Trump to ask for $8.6 billion for border wall in new budget
The White House is expected to release its budget proposal for fiscal year 2020 on Monday.
US President Donald Trump is expected to request $8.6 billion for border wall construction in his upcoming budget proposal, multiple US media reported on Sunday.
The White House is expected to release its budget proposal for fiscal year 2020 Monday, multiple reports cited unnamed government sources as saying Trump plans to double down on his bid to construct a barrier on the US border with Mexico, requesting more money than the 5.7 billion he asked for last year.
According to the government source, the money will be used to build or replace roughly 700 miles (1127 Km) of barriers along the US-Mexico border, Xinhua news agency reported.
Fiscal Year 2020 will begin on October 1, the US Congress must pass the budget prior to that date to ensure that the federal government can operate after fiscal year 2020 begins.

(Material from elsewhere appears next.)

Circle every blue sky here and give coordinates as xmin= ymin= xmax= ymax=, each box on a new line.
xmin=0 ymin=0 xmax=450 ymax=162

Speaking with media on Sunday, White House Economic Adviser Larry Kudlow said building the wall is of "paramount importance" and that he expected Trump to "stay with the wall."

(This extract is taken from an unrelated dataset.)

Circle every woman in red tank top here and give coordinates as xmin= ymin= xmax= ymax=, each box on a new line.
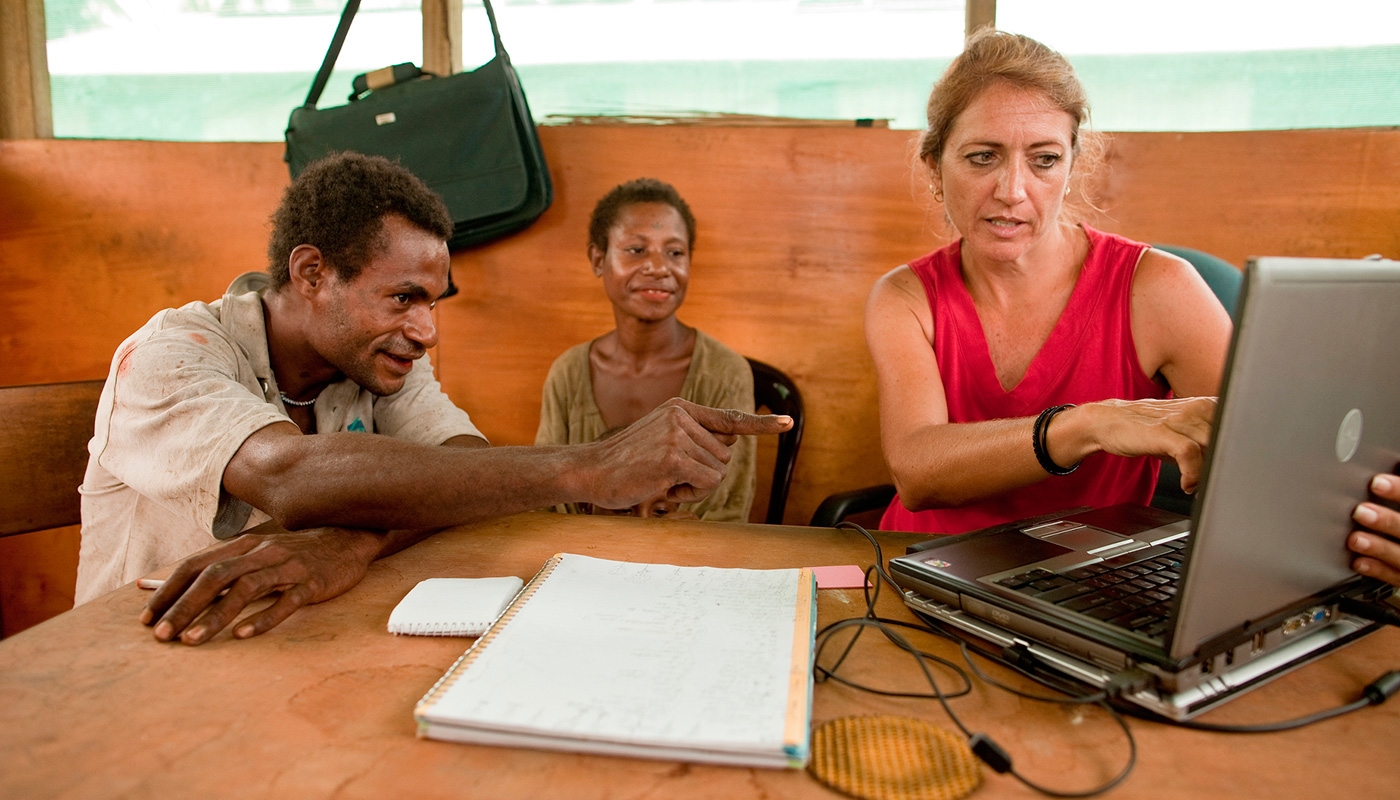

The reports triggered a swift rebuke from top Congressional Democrats. House Speaker Nancy Pelosi and Senate Minority Leader Chuck Schumer said in a joint statement that they would block the budget proposal containing the $8.6 billion wall money.

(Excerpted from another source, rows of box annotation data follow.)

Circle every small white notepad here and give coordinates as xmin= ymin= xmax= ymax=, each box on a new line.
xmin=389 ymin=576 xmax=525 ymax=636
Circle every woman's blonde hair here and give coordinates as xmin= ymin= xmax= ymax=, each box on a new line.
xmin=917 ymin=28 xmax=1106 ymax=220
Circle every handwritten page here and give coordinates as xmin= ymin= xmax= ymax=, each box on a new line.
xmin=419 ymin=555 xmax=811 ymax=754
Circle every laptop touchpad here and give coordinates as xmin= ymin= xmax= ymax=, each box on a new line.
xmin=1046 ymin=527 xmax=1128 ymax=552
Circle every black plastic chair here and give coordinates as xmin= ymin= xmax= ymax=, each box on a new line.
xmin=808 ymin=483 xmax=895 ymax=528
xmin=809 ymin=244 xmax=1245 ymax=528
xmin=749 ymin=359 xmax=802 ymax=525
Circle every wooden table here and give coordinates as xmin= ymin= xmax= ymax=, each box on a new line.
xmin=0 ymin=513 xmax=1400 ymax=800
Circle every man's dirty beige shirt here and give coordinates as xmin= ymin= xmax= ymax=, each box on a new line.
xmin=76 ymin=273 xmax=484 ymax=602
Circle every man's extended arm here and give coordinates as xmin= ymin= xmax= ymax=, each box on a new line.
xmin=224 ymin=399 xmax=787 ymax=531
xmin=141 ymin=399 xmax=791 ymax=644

"President Trump hurt millions of Americans and caused widespread chaos when he recklessly shutdown the government to try to get his expensive and ineffective wall," the joint statement said, "Congress refused to fund his wall and he was forced to admit defeat and reopen the government. The same thing will repeat itself if he tries this again."
In December 2018, when the Democrat-controlled House of Representatives refused to pass a spending bill allowing $5.7 billion for the border wall as asked by Trump, the US federal government went into partial shutdown. Trump later agreed to sign off on a spending bill with $1.375 billion for border fencing projects to reopen the government, but tried to circumvent Congress by declaring a national emergency that would allow him to tap into other funds to build the wall.
The US Congress is expected to block the national emergency in the near future, as multiple Republican lawmakers anxious to preserve Congress' power of the purse voiced their opposition to the national emergency.